Knowledge Graph — A structured map where each item is linked to related items — like an index card system where cards reference each other rather than sitting in a flat pile.

token — The basic unit an AI language model reads and writes; roughly three-quarters of a word. More tokens processed means higher cost.

AndroidWorld — A standard research benchmark where AI agents are scored on how reliably they complete real Android phone tasks end-to-end.

Source: Executable Agentic Memory for GUI Agent

The bigger picture

Three papers, one thread: AI agents are getting better at acting in the world — navigating phones, directing traffic — but the moment they need to track how the world changes over time, they collapse. MEME shows that even the best memory architectures fail catastrophically when a fact gets replaced or disappears. EAM shows that a structured approach to memory makes phone agents dramatically more capable, but only for the narrow slice of tasks it has already explored. LISA sidesteps the memory problem entirely by working with live real-time data rather than anything stored. My read: the bottleneck is not intelligence in the narrow sense. These systems can reason, plan, and execute. The bottleneck is dynamic memory — updating a model of the world as the world changes. MEME exposes it starkly. EAM makes a partial dent. LISA routes around it. None of them solves it.

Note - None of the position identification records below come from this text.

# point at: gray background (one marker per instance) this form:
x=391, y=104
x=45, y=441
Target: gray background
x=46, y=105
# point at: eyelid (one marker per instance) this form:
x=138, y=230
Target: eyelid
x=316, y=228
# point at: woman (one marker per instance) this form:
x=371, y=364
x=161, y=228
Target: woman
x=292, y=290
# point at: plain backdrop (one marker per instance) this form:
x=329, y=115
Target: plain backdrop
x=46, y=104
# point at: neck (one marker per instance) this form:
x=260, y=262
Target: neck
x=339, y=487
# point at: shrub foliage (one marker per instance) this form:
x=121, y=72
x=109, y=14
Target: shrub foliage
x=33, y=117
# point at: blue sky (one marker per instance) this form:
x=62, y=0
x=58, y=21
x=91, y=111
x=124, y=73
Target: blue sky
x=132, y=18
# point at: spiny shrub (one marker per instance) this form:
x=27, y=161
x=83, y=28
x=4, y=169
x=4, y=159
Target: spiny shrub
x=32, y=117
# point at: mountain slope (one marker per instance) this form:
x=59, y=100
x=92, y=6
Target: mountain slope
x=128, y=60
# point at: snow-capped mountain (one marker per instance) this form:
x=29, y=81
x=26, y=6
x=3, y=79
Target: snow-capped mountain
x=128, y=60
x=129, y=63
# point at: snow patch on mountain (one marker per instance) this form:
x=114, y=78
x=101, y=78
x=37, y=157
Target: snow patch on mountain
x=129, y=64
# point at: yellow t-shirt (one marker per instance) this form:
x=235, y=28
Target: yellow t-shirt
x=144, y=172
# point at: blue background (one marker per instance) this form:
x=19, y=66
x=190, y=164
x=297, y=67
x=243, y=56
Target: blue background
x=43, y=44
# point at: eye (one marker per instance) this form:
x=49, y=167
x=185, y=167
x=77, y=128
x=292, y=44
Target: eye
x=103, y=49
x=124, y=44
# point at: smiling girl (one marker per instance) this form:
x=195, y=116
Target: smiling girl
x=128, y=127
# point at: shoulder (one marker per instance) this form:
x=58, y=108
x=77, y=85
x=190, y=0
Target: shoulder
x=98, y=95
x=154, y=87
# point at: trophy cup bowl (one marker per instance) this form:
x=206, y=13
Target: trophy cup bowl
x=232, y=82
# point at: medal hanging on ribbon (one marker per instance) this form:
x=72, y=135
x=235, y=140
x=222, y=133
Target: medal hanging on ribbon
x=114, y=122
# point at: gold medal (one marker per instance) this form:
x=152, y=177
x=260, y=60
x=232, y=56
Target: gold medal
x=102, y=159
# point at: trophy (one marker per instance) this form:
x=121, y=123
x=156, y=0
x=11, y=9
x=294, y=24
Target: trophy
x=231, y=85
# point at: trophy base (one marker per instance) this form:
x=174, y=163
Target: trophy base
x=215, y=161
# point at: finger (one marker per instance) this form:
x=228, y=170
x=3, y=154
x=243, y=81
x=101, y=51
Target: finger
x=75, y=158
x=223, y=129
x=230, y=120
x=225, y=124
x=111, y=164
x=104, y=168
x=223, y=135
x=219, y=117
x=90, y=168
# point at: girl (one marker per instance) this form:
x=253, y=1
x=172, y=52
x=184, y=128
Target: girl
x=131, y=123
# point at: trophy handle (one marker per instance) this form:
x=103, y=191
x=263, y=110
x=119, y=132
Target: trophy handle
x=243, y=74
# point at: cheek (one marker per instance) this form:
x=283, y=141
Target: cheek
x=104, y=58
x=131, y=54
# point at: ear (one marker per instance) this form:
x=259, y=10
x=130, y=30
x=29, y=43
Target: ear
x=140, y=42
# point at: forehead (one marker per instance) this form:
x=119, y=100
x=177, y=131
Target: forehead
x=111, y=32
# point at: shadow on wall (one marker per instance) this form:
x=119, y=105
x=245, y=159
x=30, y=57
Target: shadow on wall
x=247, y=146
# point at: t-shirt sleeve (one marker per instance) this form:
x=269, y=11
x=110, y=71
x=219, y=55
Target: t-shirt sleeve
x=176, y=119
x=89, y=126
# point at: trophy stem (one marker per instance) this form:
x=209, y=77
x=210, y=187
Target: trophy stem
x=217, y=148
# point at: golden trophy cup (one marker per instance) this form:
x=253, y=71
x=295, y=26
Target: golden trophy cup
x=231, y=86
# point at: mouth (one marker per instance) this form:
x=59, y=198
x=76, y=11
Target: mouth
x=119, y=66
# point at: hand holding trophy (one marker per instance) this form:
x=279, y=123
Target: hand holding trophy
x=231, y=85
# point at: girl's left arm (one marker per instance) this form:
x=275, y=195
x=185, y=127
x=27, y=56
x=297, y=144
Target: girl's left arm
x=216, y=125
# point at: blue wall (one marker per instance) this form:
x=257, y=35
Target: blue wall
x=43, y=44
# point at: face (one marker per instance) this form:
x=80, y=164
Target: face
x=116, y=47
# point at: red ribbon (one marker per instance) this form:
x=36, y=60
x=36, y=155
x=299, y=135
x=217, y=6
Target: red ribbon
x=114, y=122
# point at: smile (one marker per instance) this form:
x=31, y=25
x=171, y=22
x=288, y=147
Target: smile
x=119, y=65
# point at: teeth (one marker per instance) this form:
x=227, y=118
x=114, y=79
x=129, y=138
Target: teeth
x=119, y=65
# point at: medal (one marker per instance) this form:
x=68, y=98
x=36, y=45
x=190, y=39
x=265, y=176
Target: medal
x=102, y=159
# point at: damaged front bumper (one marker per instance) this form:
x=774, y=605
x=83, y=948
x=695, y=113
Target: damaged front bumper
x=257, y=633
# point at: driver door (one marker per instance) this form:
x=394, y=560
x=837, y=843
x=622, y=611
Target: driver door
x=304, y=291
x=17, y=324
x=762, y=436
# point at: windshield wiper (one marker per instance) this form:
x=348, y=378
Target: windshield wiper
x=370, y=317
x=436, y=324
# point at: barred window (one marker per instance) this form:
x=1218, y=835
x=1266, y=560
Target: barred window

That gap — between 'I remember this fact' and 'I know this fact is now outdated' — is, right now, one of the most underrated open problems in applied AI.

What to watch next

Watch for follow-up work citing the MEME benchmark — a 1% accuracy floor on absence reasoning is the kind of result that provokes fast responses from other labs. On LISA, the natural next step is a real-world pilot at a connected-vehicle test site; a few such sites exist in Europe and Singapore, and simulation results this clean tend to attract that kind of interest quickly. The open question I would most want answered: can any memory architecture close that gap without a 70-times cost penalty — or is cheap dynamic memory simply not possible with today's retrieval approaches?